Del leaned over the passenger seat from the back. “Is it virus, or cure?”
“I don’t know,” Clint said. “But I know someone who will.”
Macy gradually became aware of a bright light in front of her. It pulled at her consciousness. It called to her. She wanted to go to the light. Down deep in her soul she needed to go to the light, but she was afraid. Afraid this was
the
light. The eternal light. The light of the hereafter.
Isn’t that what all those near-death stories described? A bright light that called to them, promised them warmth and comfort beyond words?
Innumerable aches and pains began to make themselves known to Macy. She’d never been flattened by a truck, but this had to be what it felt like. Her head throbbed. Her throat felt raw. Her arms and legs felt like lumps of clay attached to her torso.
She tried to drift back, back to the dark where she’d been—how long? It was cold there, and lonely, but at least there was no pain. No light tempting her to give up her life.
Clint had asked her to fight, and for him, and because she didn’t want to die before she had a chance to tell him she loved him, she had fought. She’d fought with every ounce of her will and her strength. But both those were gone now, and no matter how hard she tried to crawl back to the darkness, the light called her. It called her with such insistence that she couldn’t hold on any longer.
Choking back a sob, she let go. She floated toward the light. The bright rays warmed and filled her, took away some of the pain, and she stopped fighting. She opened her eyes to face the light, and what lay on the other side.
Gradually a figure took shape in the light. A dark silhouette, tall and lanky. The hazy edges of the light sharpened until she realized it wasn’t a light at all, or at least not that light, but a window with the sun shining brightly through it.
In front of the glass stood her Ranger, calling her name.
Was he really here—wherever here was—or was she having some sort of out-of-body experience?
“Clint?” Her throat felt as if someone had scrubbed it with a wire brush.
He jammed his fingertips into the pockets of his jeans and strode toward her.
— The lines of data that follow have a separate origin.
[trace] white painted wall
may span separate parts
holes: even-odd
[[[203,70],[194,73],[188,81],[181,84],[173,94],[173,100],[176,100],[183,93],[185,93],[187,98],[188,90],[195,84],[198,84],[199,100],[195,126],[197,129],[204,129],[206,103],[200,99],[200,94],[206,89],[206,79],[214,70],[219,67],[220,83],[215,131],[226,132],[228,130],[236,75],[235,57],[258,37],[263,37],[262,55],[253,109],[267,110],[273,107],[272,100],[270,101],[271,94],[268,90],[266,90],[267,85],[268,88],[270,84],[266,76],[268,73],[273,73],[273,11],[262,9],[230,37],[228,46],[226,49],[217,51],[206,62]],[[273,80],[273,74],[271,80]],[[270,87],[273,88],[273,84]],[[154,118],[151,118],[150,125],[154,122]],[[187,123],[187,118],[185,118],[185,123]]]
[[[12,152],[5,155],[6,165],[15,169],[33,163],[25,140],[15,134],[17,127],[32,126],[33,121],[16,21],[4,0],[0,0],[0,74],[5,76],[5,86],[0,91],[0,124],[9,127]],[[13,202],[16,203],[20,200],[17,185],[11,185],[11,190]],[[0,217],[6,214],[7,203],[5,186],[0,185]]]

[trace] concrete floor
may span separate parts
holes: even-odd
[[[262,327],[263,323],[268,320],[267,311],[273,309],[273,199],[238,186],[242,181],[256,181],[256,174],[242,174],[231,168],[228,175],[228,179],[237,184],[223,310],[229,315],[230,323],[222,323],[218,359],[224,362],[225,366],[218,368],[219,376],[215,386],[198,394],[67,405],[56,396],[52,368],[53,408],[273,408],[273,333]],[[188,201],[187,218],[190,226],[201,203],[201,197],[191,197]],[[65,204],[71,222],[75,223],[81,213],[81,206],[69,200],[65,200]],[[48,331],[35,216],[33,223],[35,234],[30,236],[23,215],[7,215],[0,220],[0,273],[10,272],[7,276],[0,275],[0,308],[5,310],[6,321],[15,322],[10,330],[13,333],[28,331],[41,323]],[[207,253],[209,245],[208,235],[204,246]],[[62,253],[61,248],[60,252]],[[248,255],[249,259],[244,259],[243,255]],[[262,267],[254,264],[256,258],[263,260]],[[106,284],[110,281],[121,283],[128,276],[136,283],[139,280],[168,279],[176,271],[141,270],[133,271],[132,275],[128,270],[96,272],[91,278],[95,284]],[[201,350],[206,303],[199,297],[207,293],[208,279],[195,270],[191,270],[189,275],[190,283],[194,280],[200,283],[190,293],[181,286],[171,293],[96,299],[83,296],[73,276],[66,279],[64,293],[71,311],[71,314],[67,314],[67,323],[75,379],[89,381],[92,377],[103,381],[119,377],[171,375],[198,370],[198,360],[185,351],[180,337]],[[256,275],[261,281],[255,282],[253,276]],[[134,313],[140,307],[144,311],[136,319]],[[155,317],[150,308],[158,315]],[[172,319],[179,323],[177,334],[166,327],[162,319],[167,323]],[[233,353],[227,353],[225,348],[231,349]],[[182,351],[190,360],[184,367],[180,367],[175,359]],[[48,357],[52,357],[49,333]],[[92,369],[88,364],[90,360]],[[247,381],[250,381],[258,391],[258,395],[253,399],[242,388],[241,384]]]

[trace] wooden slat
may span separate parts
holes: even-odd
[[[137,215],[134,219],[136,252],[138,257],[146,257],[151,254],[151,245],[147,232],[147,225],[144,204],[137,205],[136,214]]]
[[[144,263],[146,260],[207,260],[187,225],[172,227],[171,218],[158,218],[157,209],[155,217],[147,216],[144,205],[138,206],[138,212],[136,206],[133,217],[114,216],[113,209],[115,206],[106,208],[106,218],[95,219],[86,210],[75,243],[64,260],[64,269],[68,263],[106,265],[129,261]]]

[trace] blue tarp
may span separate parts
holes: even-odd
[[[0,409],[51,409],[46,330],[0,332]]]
She still couldn’t see much of him. The light behind him was too strong. It hid his face and made her eyes water.
“Hey, beautiful,” he said.
She snuffled. Blinked. “You came back.”
“I told you I would.”
“Need— Need to tell you—” She couldn’t get the rest out. She needed to take a breath first. Several breaths.
He stopped beside her. “Tell me what?”
“G-goodbye.” Her tears welled over her eyelids to leave warm trails down her cheeks. “And I love you. Didn’t— Didn’t get to tell you. Before.”